NYC’s current snowless streak on track to break 50-year record this weekend

Another day of unseasonably warm weather is pushing New York City toward its longest snowless winter on record.

A wintery mix of rain and snow flurries fell Tuesday but yielded no accumulation. The 10-day forecast predicts no snow until Feb. 5, according to the Weather Channel. If meteorologist predictions bear out, a record set 50 years ago — when the city saw its first accumulation of snow on Jan. 29 — is about to fall.

The average first snowfall for New York City is Dec. 7. Last winter, the city’s first measurable accumulation of snow in Central Park was a .2-inch dusting on Dec. 23, 2021, NBC New York reported.
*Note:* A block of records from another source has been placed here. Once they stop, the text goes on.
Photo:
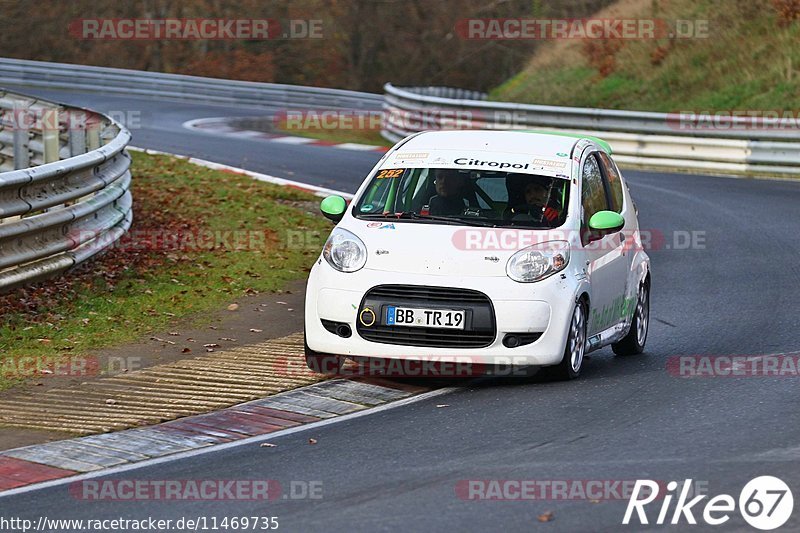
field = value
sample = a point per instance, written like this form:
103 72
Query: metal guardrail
64 187
24 73
645 139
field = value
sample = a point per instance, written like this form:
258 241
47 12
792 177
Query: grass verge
201 238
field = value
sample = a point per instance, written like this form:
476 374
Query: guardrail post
50 136
93 134
22 157
76 126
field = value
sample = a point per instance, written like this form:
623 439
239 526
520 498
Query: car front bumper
543 307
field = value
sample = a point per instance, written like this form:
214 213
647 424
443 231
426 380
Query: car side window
593 196
614 181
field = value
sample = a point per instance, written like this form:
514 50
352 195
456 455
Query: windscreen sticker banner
390 173
492 162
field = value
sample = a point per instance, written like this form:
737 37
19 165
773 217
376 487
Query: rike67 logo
765 503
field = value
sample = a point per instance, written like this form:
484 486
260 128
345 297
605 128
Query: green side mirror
333 207
606 221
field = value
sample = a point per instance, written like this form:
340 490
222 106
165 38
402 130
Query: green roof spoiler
600 142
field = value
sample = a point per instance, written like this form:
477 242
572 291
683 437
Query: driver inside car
450 192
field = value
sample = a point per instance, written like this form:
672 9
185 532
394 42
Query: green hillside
750 59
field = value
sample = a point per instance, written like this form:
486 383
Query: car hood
438 249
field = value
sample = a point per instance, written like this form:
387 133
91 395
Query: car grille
480 314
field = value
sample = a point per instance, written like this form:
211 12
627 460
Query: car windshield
469 197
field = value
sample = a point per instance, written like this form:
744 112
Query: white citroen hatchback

The city last saw snow on March 9, 2022, according to the New York Times. That was 323 days ago. In 2020, no snow fell for a record 332 days. The record for the longest period without snow is also predicted to topple based on the most recent forecast. Even if NYC does see snow on Feb. 5, the city will have gone 333 days without measurable snowfall.

Meteorologist Dave Radell told the Times the tracks of recent storms have taken them north and west of the New York City area — where temperatures have been relatively warm — and into cities like Buffalo, where dozens of deaths were blamed on brutal weather at the close of 2022. Parts of upstate New York saw up to a foot of snow this week.

New Yorkers living in the city in 2016 recall likely shoveling themselves out of a record-breaking Jan. 22-23 blizzard that left 27.5 inches of snow on the ground. That year wound up being the hottest on record at the time, according to NASA. It was matched in 2020.

The Weather Channel forecasts highs around 50 degrees in the city this weekend.